Optics Express | 2012
Sang Min Lee; Hee Su Park; Jaeyoon Cho; Yoonshik Kang; Jae Yong Lee; Heonoh Kim; Dong-Hoon Lee; Sang-Kyung Choi
We propose and demonstrate the scaling up of photonic graph states through path qubit fusion. Two path qubits from separate two-photon four-qubit states are fused to generate a two-dimensional seven-qubit graph state composed of polarization and path qubits. Genuine seven-qubit entanglement is verified by evaluating the witness operator. Six qubits from the graph state are used to demonstrate the Deutsch-Jozsa algorithm for general two-bit functions with a success probability greater than 90%.
Physical Review A | 2004
Jaeyoon Cho; Hai-Woong Lee
We propose a scheme to implement the quantum teleportation protocol with single atoms trapped in cavities. The scheme is based on the adiabatic passage and the polarization measurement.
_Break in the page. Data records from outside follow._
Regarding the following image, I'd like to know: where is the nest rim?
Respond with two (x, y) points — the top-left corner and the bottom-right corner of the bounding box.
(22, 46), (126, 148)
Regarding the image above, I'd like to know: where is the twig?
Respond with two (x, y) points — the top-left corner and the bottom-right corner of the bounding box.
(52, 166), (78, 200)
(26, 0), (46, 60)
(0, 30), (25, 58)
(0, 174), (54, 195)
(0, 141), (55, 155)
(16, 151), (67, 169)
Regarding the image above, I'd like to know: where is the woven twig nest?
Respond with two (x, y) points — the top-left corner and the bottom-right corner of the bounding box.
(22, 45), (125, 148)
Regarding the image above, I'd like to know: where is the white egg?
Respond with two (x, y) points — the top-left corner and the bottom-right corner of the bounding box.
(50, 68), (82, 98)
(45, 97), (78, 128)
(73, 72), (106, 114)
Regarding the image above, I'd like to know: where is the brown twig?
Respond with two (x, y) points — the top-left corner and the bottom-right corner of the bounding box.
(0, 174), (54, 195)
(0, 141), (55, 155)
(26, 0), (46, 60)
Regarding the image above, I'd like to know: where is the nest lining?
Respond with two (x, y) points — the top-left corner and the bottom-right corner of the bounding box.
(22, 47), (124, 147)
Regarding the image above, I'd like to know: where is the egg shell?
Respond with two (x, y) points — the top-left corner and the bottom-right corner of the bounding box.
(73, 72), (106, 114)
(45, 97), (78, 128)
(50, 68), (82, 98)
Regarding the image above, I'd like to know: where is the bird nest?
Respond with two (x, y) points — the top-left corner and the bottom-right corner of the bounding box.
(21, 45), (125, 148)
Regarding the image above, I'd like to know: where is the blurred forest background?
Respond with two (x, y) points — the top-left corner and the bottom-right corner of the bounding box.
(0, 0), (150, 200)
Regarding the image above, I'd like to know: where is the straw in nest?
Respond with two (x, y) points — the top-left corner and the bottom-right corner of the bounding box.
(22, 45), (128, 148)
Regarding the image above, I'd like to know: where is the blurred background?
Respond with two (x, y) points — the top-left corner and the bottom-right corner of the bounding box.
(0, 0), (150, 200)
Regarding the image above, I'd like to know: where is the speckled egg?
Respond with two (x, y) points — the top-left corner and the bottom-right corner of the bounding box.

We show that it is possible to teleport the internal state of an atom trapped in a cavity to an atom trapped in another cavity with the success probability of 1/2 and the fidelity of 1. The scheme is resistant to a number of considerable imperfections such as the violation of the Lamb-Dicke condition, weak atom-cavity coupling, spontaneous emission, and detection inefficiency.
Optics Express | 2007
Hee Su Park; Jaeyoon Cho; Jae Yong Lee; Dong-Hoon Lee; Sang-Kyung Choi
We propose and experimentally demonstrate a two-photon four-qubit cluster state generator using linear optics and a single polarization-entangled photon-pair source based on spontaneous parametric down-conversion (SPDC). Our novel scheme provides greater design flexibility compared to previous schemes that rely on hyperentanglement.
Physical Review Letters | 2014
Jaeyoon Cho
We consider general locally interacting arbitrary-dimensional lattice spin systems that are gapped for any system size. We show under reasonable conditions that nondegenerate ground states of such systems obey the entanglement area law. In so doing, we offer an intuitive picture on how a spectral gap restricts the correlations that a ground state can accommodate and leads to such a special feature.